山口草平(1882-1961)は、大阪市南区に生まれ、京都一中を経て神道系専門学校で学んだ。のちに大阪に戻り中川蘆月に師事したが、間もなく辞し、その後は独学で学び、文展、日本美術院展、国画創作協会展に出品した。

また、大正3年には大正美術会の会員となり、大正4年から8年まで大阪美術展覧会に出品、大正7年には茶話会の創立に加わるなど、地元大阪でも精力的に活動し、大正13年の大阪市美術協会展創立の際には幹事をつとめた。

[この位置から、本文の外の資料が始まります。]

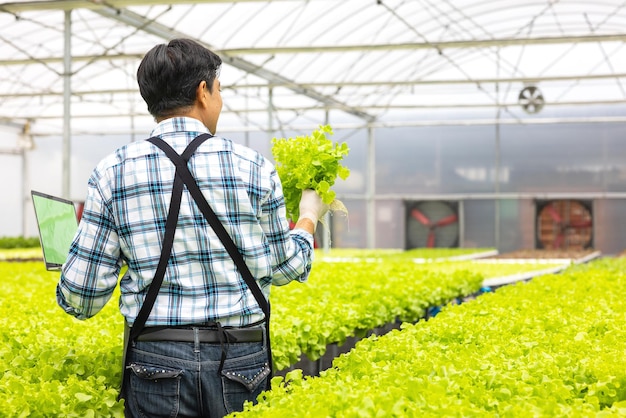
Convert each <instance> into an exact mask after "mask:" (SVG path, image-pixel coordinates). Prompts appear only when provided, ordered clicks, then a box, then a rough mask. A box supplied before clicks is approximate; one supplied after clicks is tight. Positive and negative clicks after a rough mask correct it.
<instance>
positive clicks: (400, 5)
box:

初期には芝居風景や芝居の一場面に取材した風俗画的作品で評価を得たが、のちに懐古的雰囲気の風景画に転じ、昭和初年からは新聞や雑誌の挿絵を手掛け挿絵画家として活躍した。自適の人で、菅楯彦北野恒富とも親交が深かったという。

山口草平(1882-1961)やまぐち・そうへい
明治15年大阪市南区生まれ。本名は光四郎。別号に艸平がある。京都、東京で学んだ後大阪に戻り、中川蘆月に師事したが、間もなく辞して独学で学んだ。大正3年第8回文展で初入選。大正4年第9回文展に入選、同年第1回大阪美術展に入選し、以後同展で入選を重ねた。大正6年再興第4回院展で入選して院友となり、翌年の日本美術院試作展で奨励賞を受賞した。大正8年第2回国画創作協会展に「静寂」を出品したが選外となった。また大阪では、大正3年に大正美術会の会員となり、大正4年から8年まで大阪美術展覧会に出品、大正7年には茶話会の創立に加わり、大正13年の大阪市美術協会展創立に際しては幹事となった。昭和初年から挿絵画家に転じ「サンデー毎日」や「大阪朝日新聞」などに挿絵を描いた。そのかたわら有秋会に出品した。昭和30年大阪府芸術賞を受賞。昭和36年、79歳で死去した。